Qualche volta l’immaginazione degli uomini sceglie una figura del passato; e vi raccoglie i suoi desideri, come accade nelle cristallizzazioni dei sogni.

Una sola cosa è certa. Quel giovane dallo sguardo umido, alzato verso gli spazi del cielo: quel figlio devoto, quel nemico pietoso – conosceva la terribile furia che si agita nel nostro animo, e ci spinge a lacerare e a distruggere le forme del mondo.

Egli seppe conservare, nell’insieme della sua vita, «la moderazione nelle passioni immoderate»: unì la calma ed il fuoco: la furia e la grazia; «fu irascibile ma placabile, appassionato ma temprato».
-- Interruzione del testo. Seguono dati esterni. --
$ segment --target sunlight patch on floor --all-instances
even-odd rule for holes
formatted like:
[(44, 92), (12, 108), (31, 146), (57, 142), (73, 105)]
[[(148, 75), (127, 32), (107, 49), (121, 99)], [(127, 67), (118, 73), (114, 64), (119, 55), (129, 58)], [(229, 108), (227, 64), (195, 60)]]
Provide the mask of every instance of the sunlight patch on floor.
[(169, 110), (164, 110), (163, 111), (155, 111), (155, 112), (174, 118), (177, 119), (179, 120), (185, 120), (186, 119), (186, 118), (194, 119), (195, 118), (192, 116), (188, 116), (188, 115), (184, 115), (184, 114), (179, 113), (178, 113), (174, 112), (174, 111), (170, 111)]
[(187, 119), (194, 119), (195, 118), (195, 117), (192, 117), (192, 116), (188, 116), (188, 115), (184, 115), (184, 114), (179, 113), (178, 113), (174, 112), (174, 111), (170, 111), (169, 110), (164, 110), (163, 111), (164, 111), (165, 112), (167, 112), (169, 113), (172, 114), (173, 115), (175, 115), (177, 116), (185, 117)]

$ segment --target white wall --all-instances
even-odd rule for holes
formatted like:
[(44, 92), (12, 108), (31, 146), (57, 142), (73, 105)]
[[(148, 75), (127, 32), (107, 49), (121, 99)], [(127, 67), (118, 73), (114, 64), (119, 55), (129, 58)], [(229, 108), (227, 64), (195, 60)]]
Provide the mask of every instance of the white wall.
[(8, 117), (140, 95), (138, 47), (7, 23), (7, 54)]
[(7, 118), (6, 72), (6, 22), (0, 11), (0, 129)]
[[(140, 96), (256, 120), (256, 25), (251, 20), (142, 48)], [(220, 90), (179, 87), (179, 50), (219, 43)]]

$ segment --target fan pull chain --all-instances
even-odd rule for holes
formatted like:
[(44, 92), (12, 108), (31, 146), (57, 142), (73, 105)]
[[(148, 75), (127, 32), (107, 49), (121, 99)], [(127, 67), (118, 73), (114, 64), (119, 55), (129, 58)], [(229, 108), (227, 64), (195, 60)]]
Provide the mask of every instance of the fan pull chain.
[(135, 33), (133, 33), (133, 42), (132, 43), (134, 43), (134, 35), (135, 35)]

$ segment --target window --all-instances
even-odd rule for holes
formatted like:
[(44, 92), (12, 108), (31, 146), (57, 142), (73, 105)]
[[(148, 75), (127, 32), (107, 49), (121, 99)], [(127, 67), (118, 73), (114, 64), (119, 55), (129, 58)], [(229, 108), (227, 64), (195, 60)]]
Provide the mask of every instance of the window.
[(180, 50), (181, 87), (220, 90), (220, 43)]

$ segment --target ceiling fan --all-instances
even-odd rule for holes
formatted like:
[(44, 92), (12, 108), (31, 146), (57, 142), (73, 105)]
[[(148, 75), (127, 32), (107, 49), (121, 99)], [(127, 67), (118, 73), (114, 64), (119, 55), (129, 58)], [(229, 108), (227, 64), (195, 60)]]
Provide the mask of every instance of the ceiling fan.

O invece capì con tutto l’animo che ogni uomo, come diceva Calano: è simile all’altro, e anche il signore del mondo possiede soltanto il piccolo pezzo di terra dove il suo corpo verrà seppellito?

Chi potrà distinguere tra Alessandro, figlio di Filippo e di Olimpiade, i sogni che egli inseguì coscientemente o senza saperlo, i sogni che gli uomini dell’Antichità e del Medioevo intrecciarono intorno ai sogni di Alessandro, i sogni che noi stessi, così simili a lui e tanto lontani da lui, continuiamo a ricamare intorno a quei sogni?